FH: And because the data is all there, you can show them that the outcomes aren’t affected by that switch.

Stewart: Those two have to go together.

FH: What advice would you give to other organizations attempting this kind of project?

Oswald: You have to have a leader who’s invested. Our perioperative lead is great. She got buy-in, but also said “This is how we’re going to do it. You can’t come to me with your spreadsheet anymore. If you don’t like the number, let’s fix the number. But this is it.”

The technology was also vitally important. We tried to do it with our existing tools and we could get about two and a half weeks’ worth of data in a searchable space.

Stewart: That made it virtually impossible to have the discussions on the governance and the clinical sides. The technology has to be the servant, not the master.

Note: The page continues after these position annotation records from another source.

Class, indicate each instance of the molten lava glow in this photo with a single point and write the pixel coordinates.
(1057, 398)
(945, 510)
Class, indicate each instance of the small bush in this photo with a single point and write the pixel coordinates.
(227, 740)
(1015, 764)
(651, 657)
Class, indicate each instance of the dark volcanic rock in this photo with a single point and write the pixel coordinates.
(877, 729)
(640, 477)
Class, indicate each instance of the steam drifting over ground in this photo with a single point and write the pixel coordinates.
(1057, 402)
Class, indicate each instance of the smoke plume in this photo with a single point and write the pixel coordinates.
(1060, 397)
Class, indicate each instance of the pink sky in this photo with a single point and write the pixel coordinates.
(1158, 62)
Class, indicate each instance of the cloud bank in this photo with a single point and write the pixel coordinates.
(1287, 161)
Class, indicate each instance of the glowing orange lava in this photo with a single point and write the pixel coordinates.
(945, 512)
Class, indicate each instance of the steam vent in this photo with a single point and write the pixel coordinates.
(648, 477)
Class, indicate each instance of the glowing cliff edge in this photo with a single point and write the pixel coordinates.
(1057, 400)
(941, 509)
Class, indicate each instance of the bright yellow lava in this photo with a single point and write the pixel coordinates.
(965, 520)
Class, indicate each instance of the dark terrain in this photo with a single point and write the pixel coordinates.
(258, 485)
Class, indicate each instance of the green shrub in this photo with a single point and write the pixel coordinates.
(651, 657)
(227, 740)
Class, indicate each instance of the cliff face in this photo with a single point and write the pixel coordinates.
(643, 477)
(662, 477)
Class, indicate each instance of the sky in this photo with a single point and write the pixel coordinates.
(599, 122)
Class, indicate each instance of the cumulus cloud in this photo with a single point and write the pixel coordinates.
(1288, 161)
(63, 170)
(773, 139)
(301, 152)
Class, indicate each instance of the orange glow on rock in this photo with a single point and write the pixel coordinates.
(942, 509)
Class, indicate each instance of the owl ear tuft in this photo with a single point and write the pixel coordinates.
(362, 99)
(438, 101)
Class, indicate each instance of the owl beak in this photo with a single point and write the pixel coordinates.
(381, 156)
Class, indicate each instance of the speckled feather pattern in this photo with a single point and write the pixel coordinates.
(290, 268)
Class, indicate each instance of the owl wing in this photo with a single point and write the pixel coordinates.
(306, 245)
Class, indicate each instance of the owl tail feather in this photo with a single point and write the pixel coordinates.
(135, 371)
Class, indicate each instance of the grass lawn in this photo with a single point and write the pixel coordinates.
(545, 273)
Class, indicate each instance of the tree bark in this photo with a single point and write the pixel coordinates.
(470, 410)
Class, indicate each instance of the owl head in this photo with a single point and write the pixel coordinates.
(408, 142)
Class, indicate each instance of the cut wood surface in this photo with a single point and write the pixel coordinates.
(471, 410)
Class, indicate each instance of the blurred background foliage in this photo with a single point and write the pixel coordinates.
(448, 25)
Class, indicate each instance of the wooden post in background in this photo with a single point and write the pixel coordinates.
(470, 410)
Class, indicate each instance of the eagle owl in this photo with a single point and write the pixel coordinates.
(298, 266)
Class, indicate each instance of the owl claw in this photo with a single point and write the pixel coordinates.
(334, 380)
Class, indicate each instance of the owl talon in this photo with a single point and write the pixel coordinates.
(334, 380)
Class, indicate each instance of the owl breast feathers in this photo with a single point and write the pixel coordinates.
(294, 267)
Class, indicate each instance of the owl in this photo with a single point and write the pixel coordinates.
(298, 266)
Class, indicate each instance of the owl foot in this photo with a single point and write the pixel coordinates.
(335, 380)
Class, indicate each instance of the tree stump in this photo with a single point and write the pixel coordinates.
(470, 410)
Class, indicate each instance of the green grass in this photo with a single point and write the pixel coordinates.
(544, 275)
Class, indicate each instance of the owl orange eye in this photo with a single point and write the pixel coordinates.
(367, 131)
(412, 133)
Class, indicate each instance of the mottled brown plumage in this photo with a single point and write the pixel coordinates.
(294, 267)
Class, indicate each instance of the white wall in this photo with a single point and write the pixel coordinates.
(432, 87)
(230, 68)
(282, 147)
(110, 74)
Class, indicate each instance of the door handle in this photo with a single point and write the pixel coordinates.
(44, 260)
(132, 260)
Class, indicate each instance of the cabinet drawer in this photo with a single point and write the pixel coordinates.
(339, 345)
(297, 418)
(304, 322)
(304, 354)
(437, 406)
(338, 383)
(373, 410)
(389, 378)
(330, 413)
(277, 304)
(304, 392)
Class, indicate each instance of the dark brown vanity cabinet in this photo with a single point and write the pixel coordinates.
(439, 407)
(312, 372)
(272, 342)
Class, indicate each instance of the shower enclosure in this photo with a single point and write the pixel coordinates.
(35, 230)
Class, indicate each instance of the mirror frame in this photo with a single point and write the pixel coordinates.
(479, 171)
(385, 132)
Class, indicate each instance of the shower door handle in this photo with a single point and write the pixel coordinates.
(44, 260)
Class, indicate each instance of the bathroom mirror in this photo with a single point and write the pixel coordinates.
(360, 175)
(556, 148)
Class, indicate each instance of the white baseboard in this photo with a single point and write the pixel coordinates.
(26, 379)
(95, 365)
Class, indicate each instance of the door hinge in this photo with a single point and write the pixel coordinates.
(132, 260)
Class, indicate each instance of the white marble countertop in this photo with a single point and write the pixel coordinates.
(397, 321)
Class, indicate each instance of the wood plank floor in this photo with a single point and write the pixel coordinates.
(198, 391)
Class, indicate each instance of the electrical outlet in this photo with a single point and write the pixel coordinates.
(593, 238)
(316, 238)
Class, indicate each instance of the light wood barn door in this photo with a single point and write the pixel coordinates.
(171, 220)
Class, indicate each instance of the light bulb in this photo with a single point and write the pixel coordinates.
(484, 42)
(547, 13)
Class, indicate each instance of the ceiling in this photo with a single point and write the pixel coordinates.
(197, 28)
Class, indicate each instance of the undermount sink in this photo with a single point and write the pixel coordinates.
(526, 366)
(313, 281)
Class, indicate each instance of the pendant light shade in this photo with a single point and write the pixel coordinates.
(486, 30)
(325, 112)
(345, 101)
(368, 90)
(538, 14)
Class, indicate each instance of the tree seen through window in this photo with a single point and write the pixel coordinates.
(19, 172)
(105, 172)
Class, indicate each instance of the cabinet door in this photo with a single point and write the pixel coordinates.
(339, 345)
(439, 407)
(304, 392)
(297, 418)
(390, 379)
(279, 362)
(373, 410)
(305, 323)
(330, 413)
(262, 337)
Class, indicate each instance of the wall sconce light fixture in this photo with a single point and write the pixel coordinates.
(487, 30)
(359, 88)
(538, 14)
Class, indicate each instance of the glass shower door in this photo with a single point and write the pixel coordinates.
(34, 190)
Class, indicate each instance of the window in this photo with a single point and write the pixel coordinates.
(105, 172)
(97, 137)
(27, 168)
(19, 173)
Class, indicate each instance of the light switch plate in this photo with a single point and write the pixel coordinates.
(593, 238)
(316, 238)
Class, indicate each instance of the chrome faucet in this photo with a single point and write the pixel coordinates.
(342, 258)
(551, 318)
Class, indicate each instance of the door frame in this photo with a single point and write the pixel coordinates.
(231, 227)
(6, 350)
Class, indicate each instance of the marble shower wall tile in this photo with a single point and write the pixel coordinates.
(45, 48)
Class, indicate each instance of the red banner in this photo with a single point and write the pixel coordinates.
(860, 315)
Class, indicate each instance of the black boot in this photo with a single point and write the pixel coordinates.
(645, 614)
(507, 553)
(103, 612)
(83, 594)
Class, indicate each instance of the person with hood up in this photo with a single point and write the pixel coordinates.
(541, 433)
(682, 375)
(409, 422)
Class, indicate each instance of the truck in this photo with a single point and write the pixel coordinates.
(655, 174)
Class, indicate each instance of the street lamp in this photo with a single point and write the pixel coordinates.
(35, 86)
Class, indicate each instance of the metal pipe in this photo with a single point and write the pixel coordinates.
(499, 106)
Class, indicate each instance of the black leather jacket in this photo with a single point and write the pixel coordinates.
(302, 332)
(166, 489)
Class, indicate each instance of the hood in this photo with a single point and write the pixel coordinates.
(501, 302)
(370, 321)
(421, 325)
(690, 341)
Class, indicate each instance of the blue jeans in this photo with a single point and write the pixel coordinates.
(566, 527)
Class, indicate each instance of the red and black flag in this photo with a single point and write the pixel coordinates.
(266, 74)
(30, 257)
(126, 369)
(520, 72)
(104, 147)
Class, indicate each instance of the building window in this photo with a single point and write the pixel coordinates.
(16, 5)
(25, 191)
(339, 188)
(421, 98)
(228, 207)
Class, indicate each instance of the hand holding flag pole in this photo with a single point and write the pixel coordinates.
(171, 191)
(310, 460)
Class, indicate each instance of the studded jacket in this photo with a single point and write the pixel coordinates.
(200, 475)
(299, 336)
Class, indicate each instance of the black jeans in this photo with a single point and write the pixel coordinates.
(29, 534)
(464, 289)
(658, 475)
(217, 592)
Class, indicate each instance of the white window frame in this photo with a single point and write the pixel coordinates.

Oswald: A little Skynet there.

Stewart: It can be very distracting. Very disruptive. We want the right information to the right person at the right time. Everyone else stops there. But the fourth part is “in the right manner.” It needs to be at that particular point in time because we’re so swamped clinically. People are amazed at the number of steps that nurses, particularly, take and at how quickly clinicians are pounded with information. They’re making decisions every few seconds. You have to get it right in the workflow.

Oswald: Before I moved into healthcare, it was “If you can make my life better, I’ll do it.” For care providers, it’s “You have to make it significantly better.” If you’re taking me from five clicks to four, those are still four new clicks I have to learn.

FH: What’s next?

Stewart: It’s continuous improvement. Now that we have the data, we can keep wringing the sponge.

Oswald: It makes it so much easier to see where the opportunities are, to see the variance.

Stewart: The data opens up the ability to ask a multitude of questions, to dial up and dial down. Our challenge now is to extend this platform across other areas, from perioperative to lab. There’s lots of opportunity.